Thursday, July 28, 2011

The North End is saturated with magnet options, yet the Nashville Civic Design Center recommends another one

Except for one minor detail, this proposal by the Nashville Civic Design Center sounds sublime:

The Nashville Civic Design Center proposes a new magnet elementary school in the Lafayette neighborhood and a magnet arts school in the Sulphur Dell neighborhood. The schools would share an axial relationship, as their sites are flanked by 4th and 5th Avenues (Avenue of the Arts). These locations would provide the schools with close proximity to downtown art and science museums, as well as many other educational institutions throughout the city. Additionally, the locational advantage of the proposed schools addresses goals from the city’s Schools Strategic Plan, namely “to market and promote relevant and engaging extracurricular activities for students risk of dropout”, and to “select and use technology in developmentally appropriate ways to promote active learning, improve student engagement and individualize instruction.”

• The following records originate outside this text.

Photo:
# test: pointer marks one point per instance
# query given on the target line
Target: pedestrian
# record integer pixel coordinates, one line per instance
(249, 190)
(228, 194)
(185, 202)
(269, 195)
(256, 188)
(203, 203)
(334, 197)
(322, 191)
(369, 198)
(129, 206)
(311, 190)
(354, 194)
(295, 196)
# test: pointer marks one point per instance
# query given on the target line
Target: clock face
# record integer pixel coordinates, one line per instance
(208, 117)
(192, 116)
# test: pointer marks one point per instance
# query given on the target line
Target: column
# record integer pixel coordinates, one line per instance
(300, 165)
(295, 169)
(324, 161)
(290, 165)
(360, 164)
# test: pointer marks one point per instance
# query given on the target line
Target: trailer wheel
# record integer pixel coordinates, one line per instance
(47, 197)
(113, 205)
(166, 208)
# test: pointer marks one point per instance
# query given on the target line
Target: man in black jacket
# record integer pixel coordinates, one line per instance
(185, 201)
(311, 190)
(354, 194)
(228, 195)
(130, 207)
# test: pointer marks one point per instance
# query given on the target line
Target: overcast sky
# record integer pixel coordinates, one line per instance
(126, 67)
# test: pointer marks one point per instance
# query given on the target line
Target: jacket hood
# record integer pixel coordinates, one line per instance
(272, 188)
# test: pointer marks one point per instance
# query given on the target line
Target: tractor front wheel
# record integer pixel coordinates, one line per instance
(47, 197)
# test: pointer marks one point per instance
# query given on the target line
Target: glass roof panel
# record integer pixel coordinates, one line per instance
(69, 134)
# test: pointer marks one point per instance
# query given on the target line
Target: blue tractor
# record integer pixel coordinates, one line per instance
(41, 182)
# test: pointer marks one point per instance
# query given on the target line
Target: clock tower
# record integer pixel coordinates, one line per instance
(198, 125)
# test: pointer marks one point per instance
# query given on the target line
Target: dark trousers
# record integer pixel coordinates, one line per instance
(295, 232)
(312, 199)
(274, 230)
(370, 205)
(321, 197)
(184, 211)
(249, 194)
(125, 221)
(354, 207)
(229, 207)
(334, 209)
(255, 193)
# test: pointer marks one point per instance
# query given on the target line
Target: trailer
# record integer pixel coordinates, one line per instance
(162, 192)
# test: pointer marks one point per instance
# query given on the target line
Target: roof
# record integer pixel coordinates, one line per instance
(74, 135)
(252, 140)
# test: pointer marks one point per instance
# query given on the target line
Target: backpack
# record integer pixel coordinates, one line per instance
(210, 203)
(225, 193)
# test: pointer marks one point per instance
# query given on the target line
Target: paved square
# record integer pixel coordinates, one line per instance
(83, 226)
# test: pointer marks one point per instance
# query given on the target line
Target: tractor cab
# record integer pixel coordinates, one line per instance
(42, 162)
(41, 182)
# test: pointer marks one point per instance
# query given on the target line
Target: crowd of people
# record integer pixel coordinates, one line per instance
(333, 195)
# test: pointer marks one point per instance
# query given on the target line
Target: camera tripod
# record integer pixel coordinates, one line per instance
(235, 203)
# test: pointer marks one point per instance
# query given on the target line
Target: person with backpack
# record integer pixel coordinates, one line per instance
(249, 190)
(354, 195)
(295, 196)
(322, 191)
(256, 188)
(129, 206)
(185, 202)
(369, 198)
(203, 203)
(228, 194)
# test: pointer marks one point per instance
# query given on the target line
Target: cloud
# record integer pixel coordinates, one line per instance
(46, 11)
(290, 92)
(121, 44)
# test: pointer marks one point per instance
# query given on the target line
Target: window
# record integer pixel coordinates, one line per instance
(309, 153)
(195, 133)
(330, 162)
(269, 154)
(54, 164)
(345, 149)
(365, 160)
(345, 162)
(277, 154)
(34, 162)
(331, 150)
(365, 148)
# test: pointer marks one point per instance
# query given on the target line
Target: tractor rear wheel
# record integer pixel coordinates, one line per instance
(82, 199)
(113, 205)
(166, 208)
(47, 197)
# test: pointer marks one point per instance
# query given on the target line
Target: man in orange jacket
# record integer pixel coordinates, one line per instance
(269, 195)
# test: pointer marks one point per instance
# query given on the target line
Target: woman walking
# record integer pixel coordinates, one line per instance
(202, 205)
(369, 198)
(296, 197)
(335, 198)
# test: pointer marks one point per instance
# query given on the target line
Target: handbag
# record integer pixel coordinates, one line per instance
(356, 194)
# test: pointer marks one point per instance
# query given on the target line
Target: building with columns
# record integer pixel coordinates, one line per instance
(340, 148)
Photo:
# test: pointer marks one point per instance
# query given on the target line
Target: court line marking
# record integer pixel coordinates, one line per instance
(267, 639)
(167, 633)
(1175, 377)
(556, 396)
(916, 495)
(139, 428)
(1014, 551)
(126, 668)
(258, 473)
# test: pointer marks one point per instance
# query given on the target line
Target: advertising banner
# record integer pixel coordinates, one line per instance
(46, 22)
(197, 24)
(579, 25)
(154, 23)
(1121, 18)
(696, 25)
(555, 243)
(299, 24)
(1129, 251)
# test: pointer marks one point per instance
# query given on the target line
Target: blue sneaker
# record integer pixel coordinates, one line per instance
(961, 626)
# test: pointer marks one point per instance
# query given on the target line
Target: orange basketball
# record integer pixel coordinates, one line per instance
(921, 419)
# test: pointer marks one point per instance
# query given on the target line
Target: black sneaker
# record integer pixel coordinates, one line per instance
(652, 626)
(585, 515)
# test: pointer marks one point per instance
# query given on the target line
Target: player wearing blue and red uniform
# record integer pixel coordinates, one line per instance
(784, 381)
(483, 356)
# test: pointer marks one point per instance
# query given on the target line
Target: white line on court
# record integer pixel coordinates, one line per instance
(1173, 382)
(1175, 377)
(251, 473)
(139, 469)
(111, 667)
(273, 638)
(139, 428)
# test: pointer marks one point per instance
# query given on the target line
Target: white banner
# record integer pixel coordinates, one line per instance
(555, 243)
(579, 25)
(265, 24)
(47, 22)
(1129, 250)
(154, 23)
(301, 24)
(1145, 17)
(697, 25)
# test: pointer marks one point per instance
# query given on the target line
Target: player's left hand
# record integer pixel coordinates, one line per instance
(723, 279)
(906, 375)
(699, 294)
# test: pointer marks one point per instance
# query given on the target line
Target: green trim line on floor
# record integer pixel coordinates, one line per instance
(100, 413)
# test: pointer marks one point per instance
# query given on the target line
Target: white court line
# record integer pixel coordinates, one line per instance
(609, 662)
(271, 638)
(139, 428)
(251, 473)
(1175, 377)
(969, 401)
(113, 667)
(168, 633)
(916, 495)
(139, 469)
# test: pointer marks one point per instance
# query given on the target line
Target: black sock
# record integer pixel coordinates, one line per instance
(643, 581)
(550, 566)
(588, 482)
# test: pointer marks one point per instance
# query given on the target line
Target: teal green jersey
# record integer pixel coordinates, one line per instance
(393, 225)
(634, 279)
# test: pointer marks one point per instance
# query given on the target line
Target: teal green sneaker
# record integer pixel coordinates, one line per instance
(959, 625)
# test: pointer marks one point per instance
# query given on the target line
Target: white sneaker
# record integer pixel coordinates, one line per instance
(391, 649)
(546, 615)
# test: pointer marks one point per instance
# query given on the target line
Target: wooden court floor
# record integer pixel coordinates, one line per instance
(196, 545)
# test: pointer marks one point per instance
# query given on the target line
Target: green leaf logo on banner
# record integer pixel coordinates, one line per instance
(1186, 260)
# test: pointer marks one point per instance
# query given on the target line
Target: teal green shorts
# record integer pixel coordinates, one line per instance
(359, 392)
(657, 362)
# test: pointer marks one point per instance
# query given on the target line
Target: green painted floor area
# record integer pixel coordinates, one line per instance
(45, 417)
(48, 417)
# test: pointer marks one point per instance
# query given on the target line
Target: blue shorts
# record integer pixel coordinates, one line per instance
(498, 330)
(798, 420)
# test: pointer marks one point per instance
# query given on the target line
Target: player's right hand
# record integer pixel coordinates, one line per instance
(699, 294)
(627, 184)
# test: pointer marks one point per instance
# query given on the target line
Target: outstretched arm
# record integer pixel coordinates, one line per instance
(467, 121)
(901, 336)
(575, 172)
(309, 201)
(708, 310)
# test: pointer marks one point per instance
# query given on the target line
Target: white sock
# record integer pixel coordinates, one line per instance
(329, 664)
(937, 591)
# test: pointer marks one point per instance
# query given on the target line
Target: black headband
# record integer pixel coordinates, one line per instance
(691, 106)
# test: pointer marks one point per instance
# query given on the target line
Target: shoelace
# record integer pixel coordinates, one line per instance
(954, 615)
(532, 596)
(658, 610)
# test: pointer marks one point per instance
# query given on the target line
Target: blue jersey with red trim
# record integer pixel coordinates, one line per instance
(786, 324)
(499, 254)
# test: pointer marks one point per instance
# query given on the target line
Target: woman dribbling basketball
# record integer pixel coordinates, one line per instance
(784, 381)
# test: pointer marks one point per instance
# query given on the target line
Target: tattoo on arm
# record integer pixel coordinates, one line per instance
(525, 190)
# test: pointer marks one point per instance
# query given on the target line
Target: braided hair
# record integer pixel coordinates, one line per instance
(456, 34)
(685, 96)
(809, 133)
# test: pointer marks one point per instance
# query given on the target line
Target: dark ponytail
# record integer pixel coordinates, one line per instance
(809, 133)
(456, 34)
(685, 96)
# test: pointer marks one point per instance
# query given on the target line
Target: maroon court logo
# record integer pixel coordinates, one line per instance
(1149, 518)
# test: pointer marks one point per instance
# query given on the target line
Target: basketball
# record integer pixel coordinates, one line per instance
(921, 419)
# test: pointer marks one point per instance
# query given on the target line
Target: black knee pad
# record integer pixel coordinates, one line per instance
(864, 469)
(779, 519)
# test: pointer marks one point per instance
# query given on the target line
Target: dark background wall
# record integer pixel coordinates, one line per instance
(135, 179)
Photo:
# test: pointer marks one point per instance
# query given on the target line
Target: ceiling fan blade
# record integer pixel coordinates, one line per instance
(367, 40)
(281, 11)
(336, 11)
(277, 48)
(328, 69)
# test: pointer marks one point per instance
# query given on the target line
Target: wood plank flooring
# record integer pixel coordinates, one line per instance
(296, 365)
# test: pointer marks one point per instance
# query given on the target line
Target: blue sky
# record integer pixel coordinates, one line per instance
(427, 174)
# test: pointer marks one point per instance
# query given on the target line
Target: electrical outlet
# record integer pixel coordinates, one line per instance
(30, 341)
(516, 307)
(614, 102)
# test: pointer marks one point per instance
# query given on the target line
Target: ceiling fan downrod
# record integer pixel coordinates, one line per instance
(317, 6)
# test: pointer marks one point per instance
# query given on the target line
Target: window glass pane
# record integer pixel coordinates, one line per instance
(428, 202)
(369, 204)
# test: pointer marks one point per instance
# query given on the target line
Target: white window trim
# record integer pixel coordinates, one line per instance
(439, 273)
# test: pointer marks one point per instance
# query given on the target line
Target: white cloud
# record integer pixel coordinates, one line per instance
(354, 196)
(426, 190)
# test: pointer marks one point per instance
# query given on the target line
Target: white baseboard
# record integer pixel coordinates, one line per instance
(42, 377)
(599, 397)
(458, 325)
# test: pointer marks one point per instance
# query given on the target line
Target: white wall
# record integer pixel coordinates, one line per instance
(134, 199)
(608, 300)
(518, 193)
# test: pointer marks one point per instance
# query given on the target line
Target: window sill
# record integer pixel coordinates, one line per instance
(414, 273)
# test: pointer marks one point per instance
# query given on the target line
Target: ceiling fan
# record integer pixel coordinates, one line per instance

The slight detail is that the area already has several magnet schools along with its feeder school, all predominately working-class and middle-class African American and problematic for some increasingly white gentrifying neighborhoods:

Metro Schools rezoned Hope Gardens families to Buena Vista Elementary, which hasn’t met the state’s testing goals for the past two years. The changes left parents new to the city’s urban core scrambling for options, including a recent push to see a new magnet school established, which is unlikely.

District officials say there are plenty of options for parents who live in the urban core. Robert Churchwell Museum Magnet Elementary opened last year at 1625 D.B. Todd Blvd. and provides an arts integrated curriculum. Hull-Jackson Montessori Magnet and Jones Paideia Magnet also are in the area. To gain a seat at these schools, students must participate in the district’s lottery.

That hasn’t satisfied everyone.


We need to move very carefully. Framing the problems of local public education as we the consumers waiting on MNPS and NCDC to provide better product delivery systems instead of getting involved in the neighborhood schools and changing them in community-based ways seems short-sighted. For the time being the NCDC proposal is a pipe dream having less to do with educational realities for those of us who live here and more to do with the symmetrical imaginings of designers. And even if they do realize a Sulphur Dell magnet option that encourages gentrifiers to stay, other area public schools will have to rise too for the neighborhood quality of life to improve.

This discussion has been on going. I've already tried to stake out a position between disillusioned gentrifiers and the guardians of the MNPS status quo.

1 comment:

  1. I ask 2 things of my children's schools:

    (1) That they be safe
    (2) That my children get a chance to learn

    That's it.

    (1) Should be a given.

    For (2) above, I had visions of unruly kids: unready to learn, not wanting to learn, disrupting the classroom and taking up a disproportionate amount of the teacher's time. I am happy to report that hasn't been the case, although we're only in elementary school.

    I am willing to overlook or work with most other things if the two items above are satisfied: teaching methods, facilities, subjet matter, start date in early August, etc.

    I question the Chinese-takeout menu approach to Magnet schools. To me, it is just shuffling the same kids around to different places. It would be better to focus on neighborhood schools and get them right.

    You don't mention principals. What a difference a prinicipal can make.